I used a UD table to input our Holiday days in. Those records auto update all our resource calendars with exceptions. I also use it to validate request days.

I took the same code and opportunity to do range exceptions (example a machine is busted waiting for parts but we don’t want to throw the whole calendar into disarray or go check day by day by day)
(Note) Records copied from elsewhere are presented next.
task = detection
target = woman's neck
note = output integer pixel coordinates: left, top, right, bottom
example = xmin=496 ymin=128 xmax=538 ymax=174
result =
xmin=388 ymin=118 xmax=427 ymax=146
foreach(var tt in ttUD03.Where(x => x.Key1 == "ProdCalHoliday"))
{  
  var allRes = Db.ResourceGroup.Where(x => x.Inactive == false).ToList();
  foreach(var rg in allRes)
  {    
    using (var rgSvc = Ice.Assemblies.ServiceRenderer.GetService<Erp.Contracts.ResourceGroupSvcContract>(Db))
    {
      try
      {
        ResourceGroupTableset rgDs = new ResourceGroupTableset();
        rgDs = rgSvc.GetByID(rg.ResourceGrpID);      
        rgSvc.CustomizeResourceCalRsrcGrp(rg.ResourceGrpID, tt.Date01, ref rgDs);
        
        var modified = rgDs.ResourceCal.Where(x => x.ResourceGrpID == rg.ResourceGrpID && x.SpecialDay == tt.Date01).FirstOrDefault();
        if(modified != null)
        {   
          modified.ExceptionLabel = tt.Character01;
          modified.ProdHour01 = false;
          modified.ProdHour02 = false;
          modified.ProdHour03 = false;
          modified.ProdHour04 = false;
          modified.ProdHour05 = false;
          modified.ProdHour06 = false;
          modified.ProdHour07 = false;
          modified.ProdHour08 = false;
          modified.ProdHour09 = false;
          modified.ProdHour10 = false;
          modified.ProdHour11 = false;
          modified.ProdHour12 = false;
          modified.ProdHour13 = false;
          modified.ProdHour14 = false;
          modified.ProdHour15 = false;
          modified.ProdHour16 = false;
          modified.ProdHour17 = false;
          modified.ProdHour18 = false;
          modified.ProdHour19 = false;
          modified.ProdHour20 = false;
          modified.ProdHour21 = false;
          modified.ProdHour22 = false;
          modified.ProdHour23 = false;       
          modified.ProdHour24 = false;
          modified.RowMod = "U";
        }
          
        rgSvc.UpdateResourceCal(ref rgDs);        
        rgDs = null;
      }
      catch (Exception ex)
      {
        Ice.Diagnostics.Log.WriteEntry(ex.Message);
      }
    }
  }
  
  this.PublishInfoMessage($"This holiday exception for {((DateTime)tt.Date01).Date} has been added to the Production Calendars", 0, 0, String.Empty, String.Empty);
}

I also customized the production calendars to include a total hours per day. I use that then to filter request dates based on if X day has 0 hours on our company calendar. Counting checkboxes is for the birds I wish Epicor had these summary columns by default, but not the ditch worth dying in today :smiley:

1 Like

Even better would be if they just used StartTime and Production Hours instead of the checkboxes. I’m sure they get some processing performance advantage by hour blocks, but it seems both complicated to setup/maintain and inflexible.
I’ve taken to adding a custom field for shift pattern to the calendar and have a UD table that holds the different shift patterns (Single Shift, Single Extended, Double Shift, Triple Shift, etc) hours. When you change the calendar shift pattern, it copies the hours from the UD table to the calendar. Also works for exceptions. Makes reporting what we’re running per line easier.